Im Bereich des Maschinenbaus sind die Bereiche Ausrüstungen und Anlagen, Schiffsbau und Kraftfahrzeuge wettbewerbsfähig und zukunftsträchtig. Vor allem die Kfz- und Kfz-Zulieferindustrie gilt inzwischen als Schwerpunkt für die Entwicklung der modernen, stark exportorientierten Industrielandschaft. Trotz der weltweiten Absatzkrise im Automobilmarkt und der auch in Rumänien zurückgehenden Binnennachfrage stieg die KfZ-Produktion in der ersten Jahreshälfte 2009 um 3,6 Prozent an, weil die Exporte – nicht zuletzt wegen der deutschen Abwrackprämie – um 63 Prozent anstiegen.

Besonders erfolgreich entwickelt sich aufgrund der Verfügbarkeit hochqualifizierter rumänischer Fachkräfte der Bereich IT-Technologien und Software. 
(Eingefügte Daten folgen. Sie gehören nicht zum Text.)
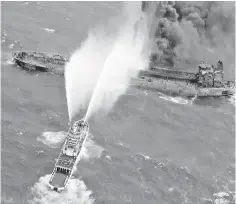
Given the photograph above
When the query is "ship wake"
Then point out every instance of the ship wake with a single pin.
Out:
(76, 192)
(177, 99)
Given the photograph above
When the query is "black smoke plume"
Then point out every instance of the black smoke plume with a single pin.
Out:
(187, 32)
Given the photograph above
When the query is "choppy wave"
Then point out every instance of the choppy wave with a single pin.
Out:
(76, 192)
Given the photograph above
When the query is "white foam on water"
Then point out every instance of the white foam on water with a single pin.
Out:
(177, 99)
(8, 62)
(232, 99)
(99, 71)
(49, 30)
(52, 139)
(11, 46)
(75, 193)
(55, 140)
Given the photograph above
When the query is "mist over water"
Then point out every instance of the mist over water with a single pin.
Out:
(100, 70)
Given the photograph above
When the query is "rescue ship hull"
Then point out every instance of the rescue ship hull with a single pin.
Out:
(66, 162)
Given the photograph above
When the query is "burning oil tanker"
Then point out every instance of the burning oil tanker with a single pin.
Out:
(208, 81)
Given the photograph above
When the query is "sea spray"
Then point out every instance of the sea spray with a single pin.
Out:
(82, 71)
(100, 71)
(123, 63)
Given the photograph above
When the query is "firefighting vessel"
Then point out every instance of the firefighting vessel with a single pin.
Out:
(69, 155)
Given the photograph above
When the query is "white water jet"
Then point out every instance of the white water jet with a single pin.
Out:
(100, 71)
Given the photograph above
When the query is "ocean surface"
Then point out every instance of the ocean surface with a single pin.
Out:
(149, 149)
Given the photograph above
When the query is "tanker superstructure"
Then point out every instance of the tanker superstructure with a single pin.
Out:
(69, 155)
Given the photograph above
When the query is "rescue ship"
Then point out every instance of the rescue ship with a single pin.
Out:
(69, 155)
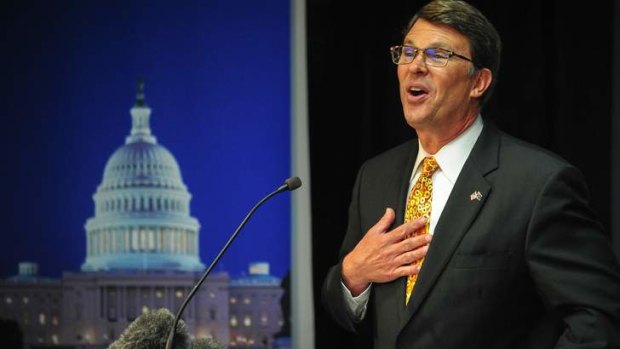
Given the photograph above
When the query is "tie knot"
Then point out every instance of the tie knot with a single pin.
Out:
(429, 166)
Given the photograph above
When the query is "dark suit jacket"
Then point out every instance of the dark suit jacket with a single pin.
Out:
(526, 266)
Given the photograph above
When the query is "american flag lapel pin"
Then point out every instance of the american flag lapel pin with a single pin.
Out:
(475, 196)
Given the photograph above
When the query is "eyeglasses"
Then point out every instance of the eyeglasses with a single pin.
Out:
(435, 57)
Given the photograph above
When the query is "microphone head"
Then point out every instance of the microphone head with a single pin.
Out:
(293, 183)
(149, 331)
(207, 343)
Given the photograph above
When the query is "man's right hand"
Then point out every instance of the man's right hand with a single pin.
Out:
(382, 256)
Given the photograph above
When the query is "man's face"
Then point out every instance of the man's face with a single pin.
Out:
(437, 99)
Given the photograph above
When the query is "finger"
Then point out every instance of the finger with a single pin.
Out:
(408, 269)
(406, 230)
(415, 225)
(385, 222)
(414, 242)
(412, 257)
Wichtiger werden dürften in Zukunft die Bereiche Umwelt (Beseitigung von Altlasten und Bau von Anlagen zur Generierung erneuerbarer Energien) und Energie. Im Infrastrukturbereich stößt ein weiterhin bestehender Investitionsbedarf derzeit auf eine angespannte Lage der öffentlichen Haushalte. Die Bauwirtschaft kann mit einem krisenbedingten Nachfrageeinbruch nicht an den bisherigen Wirtschaftsboom anschließen.
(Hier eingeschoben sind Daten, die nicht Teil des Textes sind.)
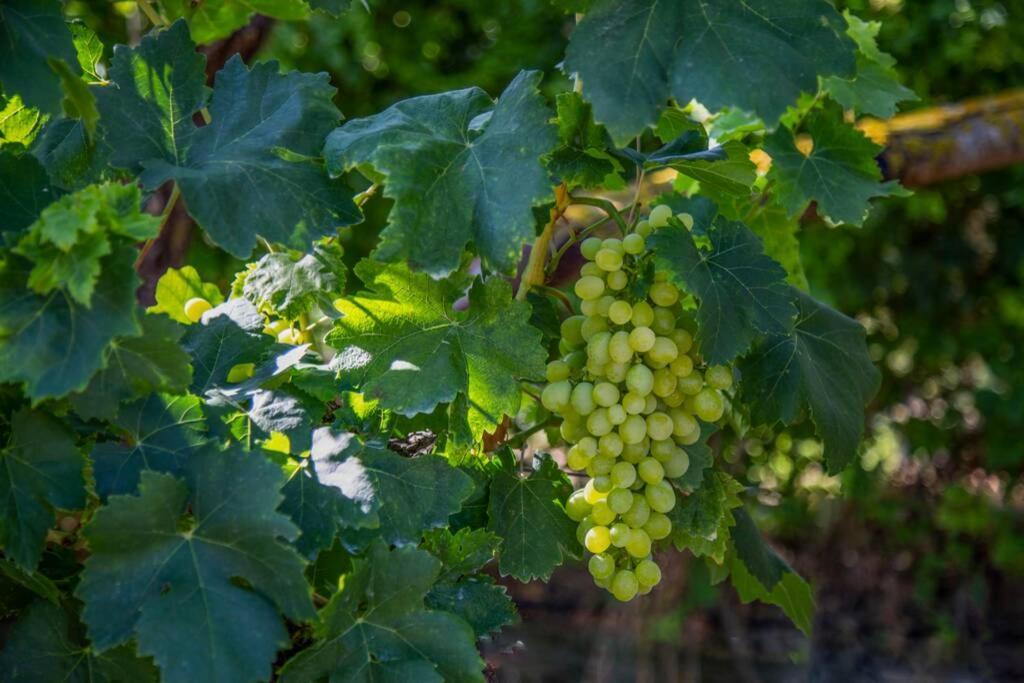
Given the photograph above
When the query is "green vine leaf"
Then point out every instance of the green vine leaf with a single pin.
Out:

Auskünfte über den jeweiligen Stand der Außenhandelsvorschriften sowie Messeaktivitäten u.ä. erteilt die Deutsch-Rumänische Industrie- und Handelskammer in Bukarest unter drahk@ahkrumaenien.ro.
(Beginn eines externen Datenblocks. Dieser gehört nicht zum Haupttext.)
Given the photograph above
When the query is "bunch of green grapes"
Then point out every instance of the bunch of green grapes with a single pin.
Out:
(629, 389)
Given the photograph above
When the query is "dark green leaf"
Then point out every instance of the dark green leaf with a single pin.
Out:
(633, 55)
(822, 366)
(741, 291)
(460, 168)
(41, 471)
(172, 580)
Mitgliedschaft in Wirtschaftsgruppierungen

  • Freihandelsabkommen mit der EFTA (Unterzeichnung 10.12.1992)**

  • Assoziierungsabkommen mit der EU (In Kraft getreten am 01.02.1995; EU-Mitgliedschaft seit 01.01.2007)

  • Bosporuskommuniqué zur wirtschaftlichen Zusammenarbeit von 11 Anrainerstaaten des Schwarzen Meeres (Unterzeichnung 25.06.1992)

  • Black Sea Bank for Trade and Development (seit Dezember 1994)

  • Mitglied von (Welthandelsorganisation), Weltbank, (Internationaler Währungsfonds)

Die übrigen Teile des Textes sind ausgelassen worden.